Subaortic and supravalvular stenosis treatment
Subaortic and supravalvular stenosis do not improve with balloon dilation and will require heart surgery if the amount of obstruction is moderate or severe, or, in the case of subaortic stenosis, the aortic valve begins to leak significantly.
Outlook for aortic stenosis
Because of enormous strides in medicine and technology in recent years, most children with heart conditions today go on to lead healthy, productive lives as adults. All patients with aortic valve disease will need some form of lifelong follow-up care with a cardiologist.
Through 18 years
Children with aortic valve stenosis require regular checkups with a pediatric cardiologist. Some children must remain on medicine and limit physical activity.

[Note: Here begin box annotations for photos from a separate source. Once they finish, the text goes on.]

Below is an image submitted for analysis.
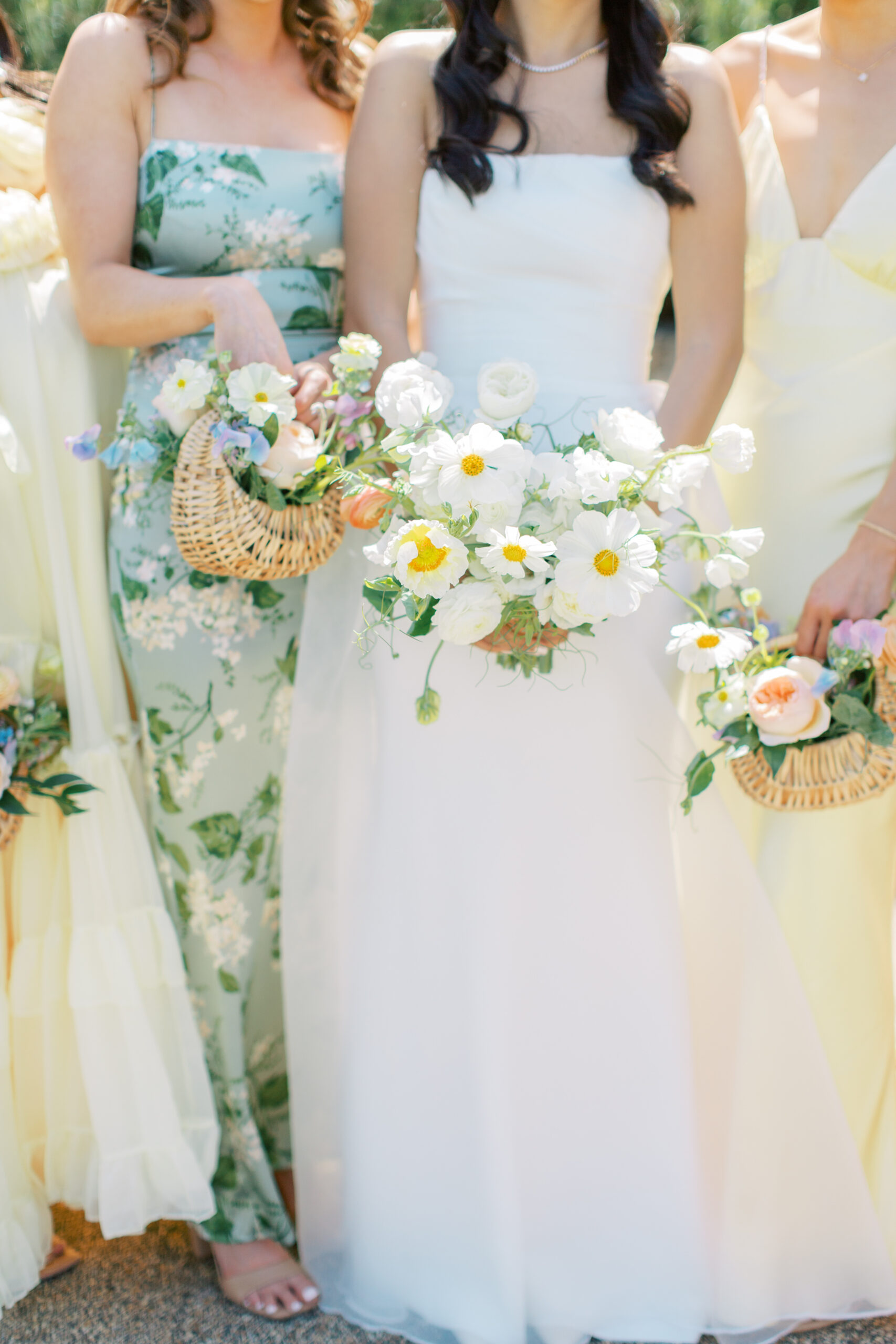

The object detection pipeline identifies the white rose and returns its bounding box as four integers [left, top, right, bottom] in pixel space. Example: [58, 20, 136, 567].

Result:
[708, 425, 756, 476]
[258, 421, 321, 490]
[376, 359, 454, 432]
[476, 359, 539, 425]
[433, 579, 504, 644]
[596, 406, 662, 468]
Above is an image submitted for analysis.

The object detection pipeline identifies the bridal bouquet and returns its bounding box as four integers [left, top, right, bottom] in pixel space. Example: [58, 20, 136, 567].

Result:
[0, 664, 93, 847]
[666, 587, 896, 812]
[343, 341, 763, 723]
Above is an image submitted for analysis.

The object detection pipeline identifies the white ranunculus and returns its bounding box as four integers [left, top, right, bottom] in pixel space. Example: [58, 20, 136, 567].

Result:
[708, 425, 756, 476]
[646, 453, 709, 513]
[595, 406, 662, 469]
[385, 519, 468, 597]
[227, 364, 296, 429]
[666, 621, 752, 672]
[702, 551, 750, 587]
[476, 359, 539, 425]
[721, 527, 766, 561]
[376, 359, 454, 433]
[480, 527, 555, 579]
[433, 579, 504, 644]
[258, 421, 321, 490]
[332, 332, 383, 374]
[556, 508, 660, 617]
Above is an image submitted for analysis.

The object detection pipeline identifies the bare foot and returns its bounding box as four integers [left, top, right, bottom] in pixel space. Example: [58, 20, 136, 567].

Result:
[212, 1241, 320, 1316]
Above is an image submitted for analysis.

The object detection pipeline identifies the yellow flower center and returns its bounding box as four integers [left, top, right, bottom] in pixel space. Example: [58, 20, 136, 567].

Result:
[408, 528, 449, 574]
[594, 551, 619, 579]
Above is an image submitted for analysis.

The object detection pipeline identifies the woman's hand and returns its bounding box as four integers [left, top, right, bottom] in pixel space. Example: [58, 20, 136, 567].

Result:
[206, 276, 293, 374]
[797, 527, 896, 663]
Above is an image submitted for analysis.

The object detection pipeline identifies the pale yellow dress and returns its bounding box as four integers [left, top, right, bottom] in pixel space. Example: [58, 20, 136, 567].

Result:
[720, 34, 896, 1258]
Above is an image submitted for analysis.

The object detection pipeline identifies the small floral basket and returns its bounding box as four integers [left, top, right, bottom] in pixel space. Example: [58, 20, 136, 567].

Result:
[171, 411, 345, 581]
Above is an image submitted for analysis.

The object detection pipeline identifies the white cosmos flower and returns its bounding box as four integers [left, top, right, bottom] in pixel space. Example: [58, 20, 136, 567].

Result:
[721, 527, 766, 561]
[385, 519, 468, 597]
[556, 508, 660, 618]
[708, 425, 756, 476]
[476, 359, 539, 423]
[227, 364, 296, 429]
[376, 359, 454, 432]
[433, 579, 504, 644]
[575, 447, 631, 504]
[646, 453, 709, 513]
[411, 421, 532, 513]
[702, 551, 750, 587]
[666, 621, 752, 672]
[480, 527, 555, 579]
[595, 406, 662, 468]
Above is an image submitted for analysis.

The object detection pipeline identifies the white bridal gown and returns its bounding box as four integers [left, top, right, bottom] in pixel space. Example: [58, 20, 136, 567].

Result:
[283, 154, 896, 1344]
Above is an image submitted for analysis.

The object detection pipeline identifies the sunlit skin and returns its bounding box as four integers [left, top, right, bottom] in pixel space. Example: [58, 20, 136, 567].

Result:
[47, 0, 349, 419]
[718, 0, 896, 660]
[47, 0, 349, 1310]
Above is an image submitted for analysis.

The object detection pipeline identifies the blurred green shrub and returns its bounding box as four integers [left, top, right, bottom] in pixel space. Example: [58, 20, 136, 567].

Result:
[3, 0, 815, 70]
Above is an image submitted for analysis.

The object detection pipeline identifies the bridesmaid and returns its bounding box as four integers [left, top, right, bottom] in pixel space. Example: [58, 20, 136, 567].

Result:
[719, 0, 896, 1258]
[48, 0, 370, 1320]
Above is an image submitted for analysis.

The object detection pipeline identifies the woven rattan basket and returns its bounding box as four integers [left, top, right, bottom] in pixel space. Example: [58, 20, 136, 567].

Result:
[171, 411, 345, 579]
[731, 637, 896, 812]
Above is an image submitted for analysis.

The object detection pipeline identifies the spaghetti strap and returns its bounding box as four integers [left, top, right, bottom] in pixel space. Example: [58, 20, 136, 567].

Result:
[757, 23, 771, 108]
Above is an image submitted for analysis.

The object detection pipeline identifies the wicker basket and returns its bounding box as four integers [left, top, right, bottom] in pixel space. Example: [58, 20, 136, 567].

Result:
[730, 637, 896, 812]
[171, 411, 345, 579]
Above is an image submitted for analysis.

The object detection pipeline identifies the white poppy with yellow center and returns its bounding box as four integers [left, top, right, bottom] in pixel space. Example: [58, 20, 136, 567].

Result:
[480, 527, 556, 579]
[666, 621, 752, 672]
[227, 364, 296, 429]
[556, 508, 660, 620]
[385, 519, 468, 597]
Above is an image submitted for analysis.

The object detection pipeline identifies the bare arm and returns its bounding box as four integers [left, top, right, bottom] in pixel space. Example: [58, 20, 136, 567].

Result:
[47, 15, 293, 372]
[658, 47, 745, 447]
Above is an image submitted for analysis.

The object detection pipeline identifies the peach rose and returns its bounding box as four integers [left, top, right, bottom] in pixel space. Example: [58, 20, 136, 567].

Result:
[748, 657, 830, 747]
[339, 485, 392, 532]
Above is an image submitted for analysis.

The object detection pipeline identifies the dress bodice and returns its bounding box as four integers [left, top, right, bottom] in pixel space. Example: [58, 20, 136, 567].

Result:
[418, 154, 670, 426]
[132, 140, 343, 334]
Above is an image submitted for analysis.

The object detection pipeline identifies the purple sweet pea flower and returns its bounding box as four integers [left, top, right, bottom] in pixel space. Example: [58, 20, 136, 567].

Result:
[66, 425, 99, 463]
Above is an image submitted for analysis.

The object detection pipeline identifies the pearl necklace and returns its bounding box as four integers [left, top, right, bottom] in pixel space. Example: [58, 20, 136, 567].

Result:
[508, 38, 607, 75]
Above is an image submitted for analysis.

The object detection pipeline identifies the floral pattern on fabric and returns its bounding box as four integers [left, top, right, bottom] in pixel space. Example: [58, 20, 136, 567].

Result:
[109, 141, 343, 1245]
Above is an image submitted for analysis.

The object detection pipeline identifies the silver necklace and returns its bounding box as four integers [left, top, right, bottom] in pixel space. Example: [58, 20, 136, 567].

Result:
[508, 38, 607, 75]
[822, 38, 896, 83]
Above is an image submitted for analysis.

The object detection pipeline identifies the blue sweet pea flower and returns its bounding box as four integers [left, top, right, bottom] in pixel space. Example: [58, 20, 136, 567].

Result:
[66, 425, 99, 463]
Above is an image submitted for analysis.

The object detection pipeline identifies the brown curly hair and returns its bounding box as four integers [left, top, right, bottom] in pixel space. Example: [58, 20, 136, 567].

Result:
[106, 0, 373, 111]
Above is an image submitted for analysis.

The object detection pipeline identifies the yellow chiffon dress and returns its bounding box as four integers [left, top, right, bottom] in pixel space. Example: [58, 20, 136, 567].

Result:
[720, 37, 896, 1258]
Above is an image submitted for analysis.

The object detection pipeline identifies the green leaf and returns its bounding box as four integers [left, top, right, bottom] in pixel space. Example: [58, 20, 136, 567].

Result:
[258, 1074, 289, 1110]
[187, 570, 215, 589]
[246, 579, 283, 612]
[762, 743, 787, 780]
[134, 192, 165, 240]
[274, 636, 298, 686]
[189, 812, 243, 859]
[121, 570, 149, 602]
[265, 481, 286, 513]
[211, 1153, 236, 1190]
[407, 597, 437, 636]
[156, 770, 181, 812]
[220, 151, 267, 185]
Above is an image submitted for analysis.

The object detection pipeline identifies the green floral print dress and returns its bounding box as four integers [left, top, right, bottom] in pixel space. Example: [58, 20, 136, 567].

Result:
[109, 140, 343, 1245]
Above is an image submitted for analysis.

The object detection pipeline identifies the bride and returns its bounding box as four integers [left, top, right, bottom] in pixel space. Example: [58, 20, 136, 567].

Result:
[283, 0, 896, 1344]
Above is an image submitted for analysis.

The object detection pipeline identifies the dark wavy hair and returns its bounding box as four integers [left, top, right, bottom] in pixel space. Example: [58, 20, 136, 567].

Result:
[428, 0, 693, 206]
[106, 0, 373, 111]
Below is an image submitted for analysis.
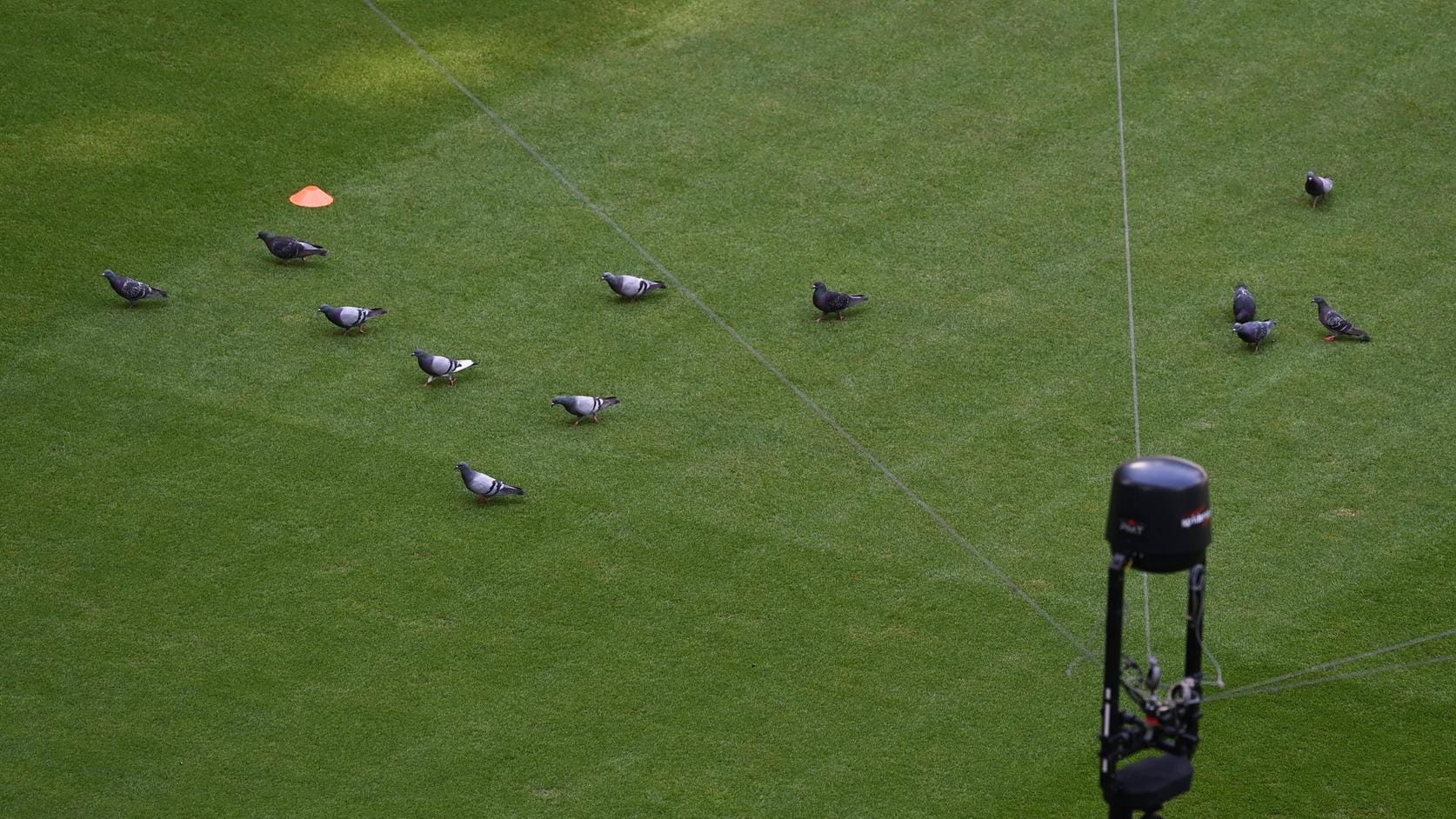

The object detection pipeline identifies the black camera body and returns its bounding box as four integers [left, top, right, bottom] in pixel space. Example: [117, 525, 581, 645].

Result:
[1101, 456, 1212, 819]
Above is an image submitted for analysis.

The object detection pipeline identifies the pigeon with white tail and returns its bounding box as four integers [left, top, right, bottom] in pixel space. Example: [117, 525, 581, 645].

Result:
[411, 350, 475, 387]
[551, 396, 622, 426]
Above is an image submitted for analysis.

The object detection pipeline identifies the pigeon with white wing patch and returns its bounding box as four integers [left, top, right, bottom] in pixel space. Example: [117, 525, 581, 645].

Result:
[601, 272, 667, 301]
[1305, 170, 1335, 208]
[319, 304, 389, 336]
[257, 230, 329, 262]
[456, 461, 525, 501]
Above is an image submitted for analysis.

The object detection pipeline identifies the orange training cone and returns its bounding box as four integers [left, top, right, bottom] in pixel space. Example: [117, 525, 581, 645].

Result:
[288, 184, 333, 208]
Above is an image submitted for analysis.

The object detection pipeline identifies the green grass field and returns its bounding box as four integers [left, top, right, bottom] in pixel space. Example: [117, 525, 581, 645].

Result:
[0, 0, 1456, 817]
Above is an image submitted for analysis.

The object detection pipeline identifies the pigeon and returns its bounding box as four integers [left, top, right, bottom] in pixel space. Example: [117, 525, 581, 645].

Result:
[551, 396, 622, 426]
[1233, 283, 1253, 323]
[1313, 296, 1370, 342]
[601, 272, 667, 301]
[814, 283, 869, 324]
[319, 304, 389, 336]
[1233, 318, 1279, 352]
[257, 230, 329, 262]
[456, 461, 525, 501]
[102, 270, 168, 307]
[411, 350, 475, 387]
[1305, 170, 1335, 208]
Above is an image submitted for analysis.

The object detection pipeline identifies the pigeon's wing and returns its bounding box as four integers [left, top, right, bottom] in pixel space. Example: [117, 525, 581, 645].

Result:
[466, 473, 501, 497]
[1319, 307, 1360, 336]
[819, 290, 849, 313]
[1233, 290, 1253, 322]
[117, 276, 150, 298]
[264, 236, 298, 259]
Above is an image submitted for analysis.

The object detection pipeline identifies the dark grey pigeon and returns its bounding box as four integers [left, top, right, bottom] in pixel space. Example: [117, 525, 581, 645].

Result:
[411, 350, 475, 387]
[1313, 296, 1370, 342]
[102, 268, 168, 307]
[1233, 318, 1279, 352]
[319, 304, 389, 336]
[456, 461, 525, 501]
[814, 283, 869, 324]
[1233, 283, 1253, 323]
[601, 272, 667, 301]
[1305, 170, 1335, 208]
[257, 230, 329, 262]
[551, 396, 622, 426]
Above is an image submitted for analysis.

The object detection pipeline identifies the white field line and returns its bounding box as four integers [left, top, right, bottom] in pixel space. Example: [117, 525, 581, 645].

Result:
[1207, 629, 1456, 700]
[1203, 655, 1456, 702]
[1112, 0, 1143, 458]
[363, 0, 1095, 659]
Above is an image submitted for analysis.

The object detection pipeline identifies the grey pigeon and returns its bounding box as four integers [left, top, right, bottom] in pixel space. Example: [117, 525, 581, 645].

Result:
[456, 461, 525, 501]
[411, 350, 475, 387]
[601, 272, 667, 301]
[1305, 170, 1335, 208]
[319, 304, 389, 336]
[1233, 318, 1279, 352]
[1233, 283, 1253, 323]
[257, 230, 329, 262]
[551, 396, 622, 426]
[1313, 296, 1370, 342]
[102, 268, 168, 307]
[814, 283, 869, 324]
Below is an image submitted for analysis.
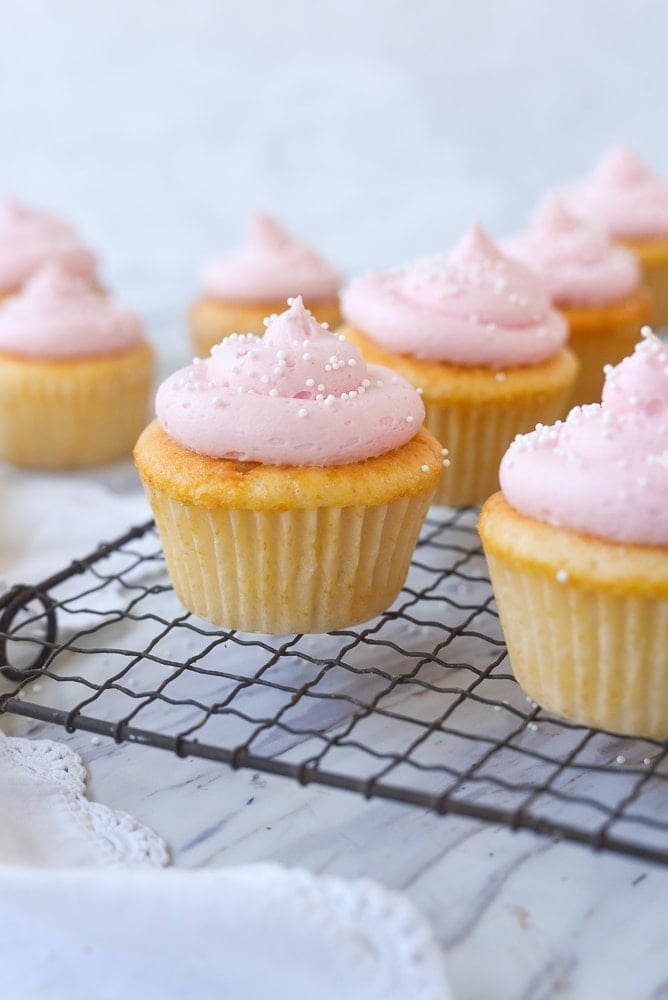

As a child with aortic stenosis grows, blood may begin to leak through the abnormal valve. This is called aortic regurgitation or aortic insufficiency. In other children, the stenosis can reoccur. When this happens, balloon valvuloplasty can be repeated, as long as there isn't significant aortic regurgitation. In severe cases, additional surgery may be necessary.
At Children’s Hospital of Philadelphia (CHOP), our pediatric cardiologists follow patients until they are young adults and coordinate care with primary care physicians.
Aortic stenosis can continue to cause health problems in adults. It is very important that adults with aortic stenosis are monitored by a cardiologist regularly for the rest for their lives. CHOP’s Cardiac Center can help with the transition to an adult cardiologist.
The Philadelphia Adult Congenital Heart Center, a joint program of CHOP and Penn Medicine, meets the unique needs of adults who were born with heart defects.